With a separate shared directory mapped as a network drive on each of our three test servers, we dove into our Iometer performance tests. One of our challenges was to fairly compare the three systems that offer dual-Gigabit Ethernet NICs with the two that offer only a single port for storage. As a rule, we try to test all systems under identical circumstances, so we first tested both single- and dual-port systems in single-port mode, and systems with dual NICs were set to failover. In larger environments, when networked storage devices have dual NICs, they are often set to failover, so if one link to the storage is lost, another can take its place. The alternative to this is link aggregation or load balancing, which lets you combine two NICs for higher throughput. This feature is well-suited to smaller environments that don't necessarily require using the NICs in a redundant, failover mode and would instead opt for the higher performance of a load-balanced system.

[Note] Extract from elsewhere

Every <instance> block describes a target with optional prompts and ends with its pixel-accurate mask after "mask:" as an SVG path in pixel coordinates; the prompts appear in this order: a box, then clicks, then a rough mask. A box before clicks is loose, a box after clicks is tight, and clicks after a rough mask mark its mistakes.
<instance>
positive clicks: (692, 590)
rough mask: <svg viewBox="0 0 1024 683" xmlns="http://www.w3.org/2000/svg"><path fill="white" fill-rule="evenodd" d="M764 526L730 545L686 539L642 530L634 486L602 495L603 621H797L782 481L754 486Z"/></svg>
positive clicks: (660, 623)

Next we used the load-balancing feature, rather than link aggregation, because of its compatibility with most environments. Link aggregation requires switch-level support, and the increase in available bandwidth would be about the same in either of the dual-NIC modes. We also tested the fault-tolerance of the load-balancing setup by unplugging one of the links during testing. In all three cases, the performance immediately dipped to single-port speeds but, as expected, the connection to our servers was never completely interrupted.

We also tried reconnecting them during the test, but only the Snap Server and FlexNAS could reacquire the link and come back up to full speed; the AberNAS required a system restart to resynchronize the load-balanced connection. These results also confirmed that there is no good reason to limit the performance of dual-NIC systems by using them in failover mode, because load balancing offers reasonable fault tolerance for single-network environments.

With load balancing enabled, we were pleased to find that the performance of AberNAS 128 and the Snap Server 520 just about doubled: combined reads reached nearly 200 MBps and writes pushed 150 MBps. The Snap Server and FlexNAS systems made this process the easiest, letting us toggle between modes, but the WSS-based AberNAS forced us to drop to the OS to set up the NICs. PrimeArray's FlexNAS 6800E XT didn't really push the upper limits in our single-port tests in the first test, so enabling load balancing actually decreased its performance a tiny bit. Of the other two systems, only HP's ProLiant ML310 G3 came close to matching the single-port capabilities of the systems from Aberdeen and Adaptec. The low-priced Infrant ReadyNAS NV came in last.